Aunque a la mayoría de nosotros nos resulta increíble, acaba de
comenzar la campaña electoral. La clásica pegada de carteles dio el
pistoletazo de salida a la caza y captura del voto que, en
realidad, llevamos meses soportando. Pese a lo cansado que puede
llegar a ser, una campaña electoral tiene sus ventajas.
Especialmente cuando el resultado se aventura reñido, no tanto por
saber quién va a ganar, sino por cuánto. Porque hoy, tal como están
las cosas, y aunque el PP mantiene su ventaja, no es descartatable
la posibilidad de una sorpresa con pactos a la balear o a la
catalana, pero con un importante matiz: Zapatero dijo que sólo
gobernará si obtiene más votos que Rajoy.
Pero lejos todavía del recuento de votos, los candidatos se
esmeran en encontrar el gancho perfecto que les proporcione adeptos
viejos y nuevos. Al antiguo recurso de bajar los impuestos -se
apuntan todos excepto Izquierda Unida, que sigue fiel a la política
de izquierdas de promocionar lo público a base de recaudar entre
todos- se unen promesas sobre subir las pensiones, mejorar la
educación, ayudar a los pequeños empresarios, apoyar a las
familias... en fin, el país de las maravillas.

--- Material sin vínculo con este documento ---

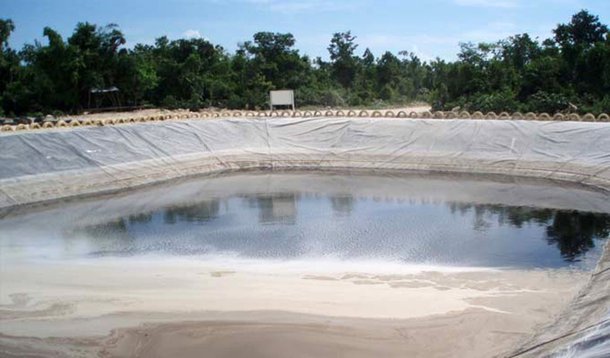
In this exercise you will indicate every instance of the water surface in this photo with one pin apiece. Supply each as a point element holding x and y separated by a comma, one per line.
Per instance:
<point>410,219</point>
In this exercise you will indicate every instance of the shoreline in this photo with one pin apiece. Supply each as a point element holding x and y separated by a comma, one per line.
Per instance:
<point>469,312</point>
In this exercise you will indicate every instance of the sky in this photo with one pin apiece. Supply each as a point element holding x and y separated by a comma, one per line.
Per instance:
<point>430,29</point>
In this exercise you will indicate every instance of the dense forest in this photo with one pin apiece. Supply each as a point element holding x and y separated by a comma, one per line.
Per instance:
<point>571,70</point>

Lo cierto es que luego, a la hora de la verdad, lo que cuenta es
la dotación presupuestaria de todas esas ideas quiméricas, pero
también es verdad que un país moderno como el nuestro sólo puede ir
hacia adelante, mejorando, y no está nada mal este debate sobre
cómo lograrlo que vemos estos días en prensa y televisión.
Y ahí está nuestro papel como ciudadanos. No debemos quedarnos
parados como simples comparsas. Es nuestro derecho y nuestro deber
exigir a los gobernantes un compromiso diario con la modernización
del país. De ello depende nuestro futuro y el de nuestros hijos, en
un mundo cada día más competitivo y desigual.